Namun demikian berbagai kemajuan yang telah dicapai dunia musik nasional, baik yang berakar dari budaya sendiri ataupun sebagai dampak globalisasi, tidak seharusnya bisa mentolerir berbagai “kemiripan” karya cipta seni orisinal yang tidak ternilai. Apalagi tanpa ada penjelasan tuntas tentang penciptanya. Begitu pula popularitas, omzet, serta kelangsungan kontrak dalam bisnis musik tidak bisa menjadi pertimbangan untuk mendiamkan berbagai perilaku buruk dan rendahnya moral sebagian artis yang memaksakan diri mencari jalan pintas. Kalau itu terjadi, semestinya para pemusik muda terus diingatkan agar tetap mempertahankan idealisme mereka.
Sikap sportivitas dan menjunjung tinggi karya orang lain juga semestinya dapat dipertahankan di dunia seni. Dalam kondisi negara yang sedang terpuruk di berbagai bidang, maka bidang seni - termasuk musik- kiranya menjadi salah satu dari sedikit alternatif tersisa yang masih bisa membuat kita bangga sebagai bangsa Indonesia. Musik, lagu, dan karya seni lainnya seharusnya tidak terseret kedalam nilai-nilai rendah seperti perilaku korupsi, kolusi, dan nepotisme (KKN) yang telah menjadi momok negeri ini.

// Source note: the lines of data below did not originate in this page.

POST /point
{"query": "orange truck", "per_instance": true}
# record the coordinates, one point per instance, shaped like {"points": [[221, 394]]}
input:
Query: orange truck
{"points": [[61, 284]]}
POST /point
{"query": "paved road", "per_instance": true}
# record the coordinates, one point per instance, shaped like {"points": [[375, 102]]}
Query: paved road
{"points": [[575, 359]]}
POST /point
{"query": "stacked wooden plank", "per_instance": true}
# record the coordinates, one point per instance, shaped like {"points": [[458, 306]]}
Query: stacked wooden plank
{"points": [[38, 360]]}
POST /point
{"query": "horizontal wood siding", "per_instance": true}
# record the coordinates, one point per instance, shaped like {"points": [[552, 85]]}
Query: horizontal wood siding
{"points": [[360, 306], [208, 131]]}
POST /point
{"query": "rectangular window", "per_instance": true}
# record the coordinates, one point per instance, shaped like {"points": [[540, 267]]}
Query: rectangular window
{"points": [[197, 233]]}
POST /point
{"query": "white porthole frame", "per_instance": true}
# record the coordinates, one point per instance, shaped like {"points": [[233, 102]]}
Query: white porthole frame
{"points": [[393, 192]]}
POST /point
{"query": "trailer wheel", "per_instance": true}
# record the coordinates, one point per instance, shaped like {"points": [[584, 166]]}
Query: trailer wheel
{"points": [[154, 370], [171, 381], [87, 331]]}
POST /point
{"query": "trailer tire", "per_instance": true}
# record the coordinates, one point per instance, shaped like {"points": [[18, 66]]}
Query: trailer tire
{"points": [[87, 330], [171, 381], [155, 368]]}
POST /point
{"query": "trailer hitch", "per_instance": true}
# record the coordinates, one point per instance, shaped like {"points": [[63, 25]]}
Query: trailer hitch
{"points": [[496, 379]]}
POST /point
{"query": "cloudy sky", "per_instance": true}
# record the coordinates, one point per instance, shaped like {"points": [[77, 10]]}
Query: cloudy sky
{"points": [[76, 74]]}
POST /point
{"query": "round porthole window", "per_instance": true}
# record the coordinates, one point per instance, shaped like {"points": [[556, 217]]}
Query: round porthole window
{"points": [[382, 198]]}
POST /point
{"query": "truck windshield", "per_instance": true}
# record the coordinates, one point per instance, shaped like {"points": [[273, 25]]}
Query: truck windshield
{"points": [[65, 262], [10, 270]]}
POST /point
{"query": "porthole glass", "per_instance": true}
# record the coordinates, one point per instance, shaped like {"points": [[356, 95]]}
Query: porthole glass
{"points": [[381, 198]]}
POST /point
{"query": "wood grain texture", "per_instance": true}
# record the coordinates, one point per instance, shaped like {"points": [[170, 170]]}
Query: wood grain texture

Jika pemimpin sudah banyak yang semakin jauh dari rakyatnya, jika birokrat sudah semakin sulit lepas dari kekuasaan, jika pelaku bisnis masih belum bisa meninggalkan praktek suap-menyuap dan mark up, ketika sebagian profesor kita juga tidak kalah kotor, dan ketika sebagian para kiai pun sudah tidak bisa membedakan antara berdakwah dengan berbisnis dan berpolitik di negeri ini, maka hanya kepada dunia seni lah kita bisa mengharap independensi suatu karya orisinal yang masih dijunjung tinggi oleh idealisme.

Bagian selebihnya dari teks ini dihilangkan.